New York had the highest total, having paid four of its employees an astounding total of $1,156,317 , with Health Republic Insurance of New York CEO Debra Friedman taking in $427,632 and COO Nicholas Liguori making $316,411. Nevada Health Cooperative’s CEO had the highest salary of the year, receiving $428,001 in compensation for 2014.

Arizona’s Compass Cooperative Mutual Health Network, Inc. also provided hefty salaries — its CEO Kathleen Oestreich was compensated $377,279, while its COO Jean Tkachyk made $351,807.

2014 (1)

Source: The Daily Caller News Foundation

The generous salaries were not new for 2014. In 2013, the top five employees of the South Carolina and Iowa-Nebraska exchange took in $1,722,652.

2013 (2)

Source: The Daily Caller News Foundation

Over half of the 23 co-ops – designed to increase competition in the marketplace – have failed since they kicked off in 2011, and another eight are expected to follow suit.
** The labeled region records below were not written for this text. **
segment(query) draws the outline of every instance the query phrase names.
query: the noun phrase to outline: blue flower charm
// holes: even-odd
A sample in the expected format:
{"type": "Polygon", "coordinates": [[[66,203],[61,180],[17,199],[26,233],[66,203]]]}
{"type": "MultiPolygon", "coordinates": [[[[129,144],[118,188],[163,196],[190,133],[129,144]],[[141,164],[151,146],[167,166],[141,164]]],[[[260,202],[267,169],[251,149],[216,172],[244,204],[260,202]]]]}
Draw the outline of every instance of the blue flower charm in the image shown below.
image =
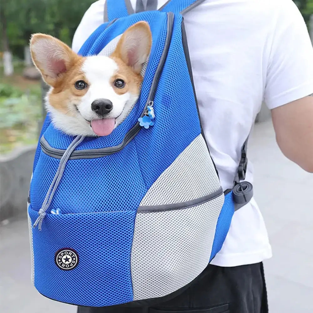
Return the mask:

The cooperatives received $2.5 billion in federal loans, $1.4 billion of which have not been repaid – putting the burden on the taxpayer.

Despite the mass failure, Democratic 2016 hopeful former Secretary of State Hillary Clinton called for more non-profit health insurance providers during CNN’s Democratic Town Hall Sunday.

“You know, Blue Cross and Blue Shield used to be non-profits.  And then they transferred themselves into for-profit companies,” she said. “And there was some effort made under the Affordable Care Act to get some competition from non-profit institutions, some of them worked and a lot of them didn’t. I want to know what we can do, because if you could get a range of insurers, some of who were not-for-profit companies, that would lower costs.”

During a hearing in November, Centers for Medicare and Medicaid Services Chief of Staff Mandy Cohen cited a shortage of funds as part of the problem as to why so many of them were failures – a claim slammed by Republican lawmakers.